Rebekah Carmichael, also spelled Rebecca, later Hay (1766?–1823) was a British poet. Most of her works are sonnets and short lyrical poems.

== Biography ==
Rebekah Carmichael was most likely born in London, to James and Sarah Carmichael and was baptized at the church of St. Martin-in-the-Fields on 24 May 1766, although according to some sources, she may have been born and raised in Edinburgh, Scotland. If she was born in London, her reason of her moving to Scotland is unknown. Her parents died when she was young. In 1793, she married John Hay in Edinburgh, with whom she had four children, including the well-regarded artist and writer David Ramsay Hay.

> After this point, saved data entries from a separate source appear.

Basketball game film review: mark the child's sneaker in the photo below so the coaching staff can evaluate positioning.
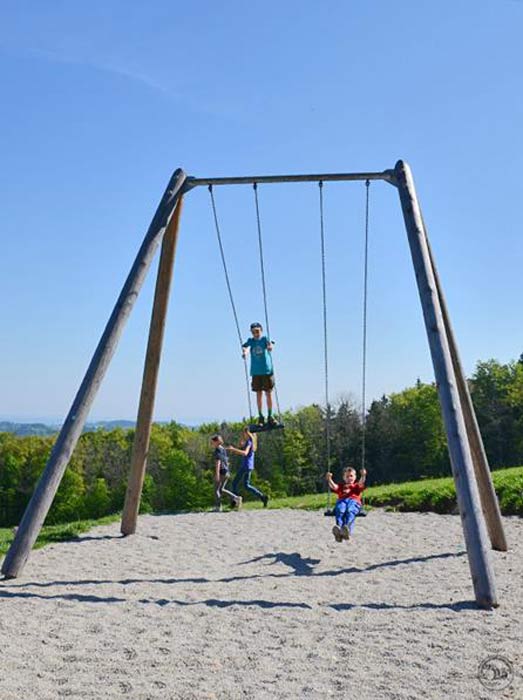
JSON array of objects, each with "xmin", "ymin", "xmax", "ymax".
[
  {"xmin": 267, "ymin": 416, "xmax": 278, "ymax": 427},
  {"xmin": 257, "ymin": 415, "xmax": 266, "ymax": 426},
  {"xmin": 341, "ymin": 525, "xmax": 350, "ymax": 540},
  {"xmin": 332, "ymin": 525, "xmax": 343, "ymax": 543},
  {"xmin": 235, "ymin": 496, "xmax": 243, "ymax": 510},
  {"xmin": 261, "ymin": 494, "xmax": 269, "ymax": 508}
]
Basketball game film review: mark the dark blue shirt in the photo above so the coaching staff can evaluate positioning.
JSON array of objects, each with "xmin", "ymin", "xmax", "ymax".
[{"xmin": 214, "ymin": 445, "xmax": 229, "ymax": 473}]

As a published writer, she was active in the years 1790–1806. Much of her poetry work contains themes of love, loss, and beauty. She appears to have had significant connections in Scotland; in 1787, Robert Burns gave her a book of poetry by Robert Fergusson, in which he wrote: "This copy of Ferguson's Poems is presented as a mark of esteem, friendship, and regard to Miss R. Carmichael, poetess". In 1790, she published in Edinburgh a collection of her works under the title Poems, signed with her birth name of Carmichael. The book was dedicated to David Stuart Moncreiff and was published by subscription; Burns was among the recipients. The topics of the poems were varied, ranging from love to musings on nature. One of her subscribers includes physician to King George II, Dr Carmichael Smyth of London.

In 1806, she published in a single sheet "Extempore, on seeing Sir William Forbes's Funeral" under her married name.

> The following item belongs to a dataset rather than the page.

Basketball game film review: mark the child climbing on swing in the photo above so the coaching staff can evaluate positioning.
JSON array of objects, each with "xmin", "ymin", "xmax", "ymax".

Records show that Carmichael became severely impoverished when her husband, John Hay, died in 1806. A letter attached to her poem "Extempore, on Seeing Sir William Forbes Funeral" addressed to Archibald Constable begs him for a loan. She died in 1823 due to an unknown accident and is buried at Canongate, a street in Edinburgh.

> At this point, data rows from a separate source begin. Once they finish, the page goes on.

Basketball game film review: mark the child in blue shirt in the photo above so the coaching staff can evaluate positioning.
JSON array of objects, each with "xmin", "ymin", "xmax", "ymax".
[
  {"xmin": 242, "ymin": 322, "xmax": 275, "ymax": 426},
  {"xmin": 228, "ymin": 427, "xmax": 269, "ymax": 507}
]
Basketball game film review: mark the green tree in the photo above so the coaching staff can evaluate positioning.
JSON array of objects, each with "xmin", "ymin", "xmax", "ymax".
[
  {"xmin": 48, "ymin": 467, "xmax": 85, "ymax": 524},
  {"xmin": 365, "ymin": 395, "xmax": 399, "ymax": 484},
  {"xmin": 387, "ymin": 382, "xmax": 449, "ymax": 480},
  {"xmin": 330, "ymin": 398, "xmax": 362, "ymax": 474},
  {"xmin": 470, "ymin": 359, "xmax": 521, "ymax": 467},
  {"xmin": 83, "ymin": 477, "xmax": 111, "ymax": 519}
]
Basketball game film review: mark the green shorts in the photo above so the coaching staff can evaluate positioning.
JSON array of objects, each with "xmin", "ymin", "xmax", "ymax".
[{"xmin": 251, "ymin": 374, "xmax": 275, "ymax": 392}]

Her poetry was included in such anthologies as Eighteenth Century Women Poets: An Oxford Anthology (1989) and Scottish Poetry, 1730-1830 (2023).

Carmichael's poetry style is similar to those of many other romantic poets of the era. She was influenced by poet Anna Laetitia Barbauld, who promoted exploring personal feelings in literature. Carmichael incorporates vivid imagery and sincerity in her poetry.